Scene15. 2月13日 (2週目) 昼

 いきおい、悠斗を抱きしめてしまった……。

 思い出すだけで顔が火照ってしまう。

 私は始業チャイムのおかげで我に返り、困惑する悠斗を解放した。

 続きは昼休みに、と耳打ちして逃げるように立ち去ってしまったけれど、悠斗はホームルームに間に合ったかな?

 悪い事しちゃったかも……。

 1回目の2月13日のときと同じように私は午前中の授業を真面目に受けた。

 あの後確か、ペットボトルのお茶を買ってから屋上で二人きりで話をしたんだ。

 ちゃんと落ち着いて、あの時と同じように2日間を過ごそう。

 そして、悠斗が望んだ平和なバレンタインデーにするんだ。

 お昼のチャイムが鳴ると、私はすぐに悠斗のクラスに行った。

 悠斗は私の顔を見て目を背けた。
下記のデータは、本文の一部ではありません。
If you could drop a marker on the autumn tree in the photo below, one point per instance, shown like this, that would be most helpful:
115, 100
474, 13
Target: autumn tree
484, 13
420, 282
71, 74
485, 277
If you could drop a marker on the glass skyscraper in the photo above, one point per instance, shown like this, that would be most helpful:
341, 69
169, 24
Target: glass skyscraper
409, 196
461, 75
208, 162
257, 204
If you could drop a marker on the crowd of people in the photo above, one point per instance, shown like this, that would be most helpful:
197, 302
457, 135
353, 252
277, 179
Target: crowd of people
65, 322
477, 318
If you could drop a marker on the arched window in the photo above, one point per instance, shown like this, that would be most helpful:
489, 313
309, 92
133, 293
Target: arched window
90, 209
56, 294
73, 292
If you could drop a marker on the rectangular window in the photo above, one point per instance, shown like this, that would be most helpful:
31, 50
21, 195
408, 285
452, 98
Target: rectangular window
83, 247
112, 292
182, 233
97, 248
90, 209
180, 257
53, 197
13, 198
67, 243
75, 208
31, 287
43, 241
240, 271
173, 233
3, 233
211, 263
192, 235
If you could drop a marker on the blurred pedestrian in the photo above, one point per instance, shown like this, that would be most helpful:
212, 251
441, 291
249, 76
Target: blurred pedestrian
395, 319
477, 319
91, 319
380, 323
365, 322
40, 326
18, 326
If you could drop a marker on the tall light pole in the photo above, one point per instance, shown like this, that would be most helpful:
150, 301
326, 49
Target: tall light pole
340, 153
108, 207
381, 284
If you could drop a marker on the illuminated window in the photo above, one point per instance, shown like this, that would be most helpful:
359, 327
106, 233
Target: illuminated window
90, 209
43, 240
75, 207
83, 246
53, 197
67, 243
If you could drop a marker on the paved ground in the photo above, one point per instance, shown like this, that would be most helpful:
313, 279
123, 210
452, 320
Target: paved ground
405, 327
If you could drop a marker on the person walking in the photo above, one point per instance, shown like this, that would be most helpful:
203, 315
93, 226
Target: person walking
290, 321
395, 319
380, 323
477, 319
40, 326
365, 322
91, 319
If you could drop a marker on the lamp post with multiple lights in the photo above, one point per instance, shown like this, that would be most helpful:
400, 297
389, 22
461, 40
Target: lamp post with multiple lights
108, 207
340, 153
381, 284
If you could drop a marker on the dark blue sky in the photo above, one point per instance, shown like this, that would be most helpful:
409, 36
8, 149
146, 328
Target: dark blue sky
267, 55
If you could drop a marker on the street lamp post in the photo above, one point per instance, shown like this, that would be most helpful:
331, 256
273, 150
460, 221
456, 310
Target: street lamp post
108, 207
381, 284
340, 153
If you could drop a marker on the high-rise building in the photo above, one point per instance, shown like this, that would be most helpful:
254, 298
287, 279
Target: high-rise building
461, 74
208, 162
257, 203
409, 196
でも、耳が赤くなっている。

 可愛い。

 この2日間を先取りして余裕があるせいか、私はちょっと大胆な気持ちになっていた。

 悠斗をリードしている自分に、ちょっと酔っていたのかもしれない。

 だからまさか自分が選択肢を間違った行動をしているなんて、気付きもしなかった。

 悠斗を連れて屋上に行く。

 今日はいつもより寒いから誰もいない。

 ……はずだった。

「えっ……可奈子ちゃん!?」

 私は思わず声をあげた。

 可奈子ちゃんが、屋上に居た。

 そんな、どうして?

 たしかに1回目の2月13日のときには誰もいなかったのに。

「どこで、選択肢を間違っちゃったんだろう……」

 私は自問する。

 私が殺された時には、可奈子ちゃんが犯人だったらしい。

 でも悠斗が殺された時には可奈子ちゃんはその前に……。

 どちらの事も、可奈子ちゃん本人の前で悠斗に伝えるわけにはいかない。

 どこかほかの場所……校舎裏かどこかで二人きりで悠斗と話したい。

「行こう、悠斗……」

 私は悠斗の手を引いて校舎に戻る。

 可奈子ちゃんの冷たい視線が背中に刺さっていると知りながら。

「おやおや、宮間さん。それに城之内くん」

 校舎の階段を降りようとした所で、天木先生とすれ違った。

「あっ、こ、こんにちわ!」

 しどろもどろに応える。

「どうですか、二人とも。屋上で一緒に昼食でも」

「いえ、その、失礼します!」

 私は早く悠斗と2人になりたかった。

 何も言わない悠斗の手を引っ張って私は階段を駆け降りた。

 あれ、先生も屋上に上がっていく?

 今日は何だか、予定が狂うなぁ。

 私はあまり深く考えずに、なすがままの悠斗を連れてひと気のない所を探し求めた。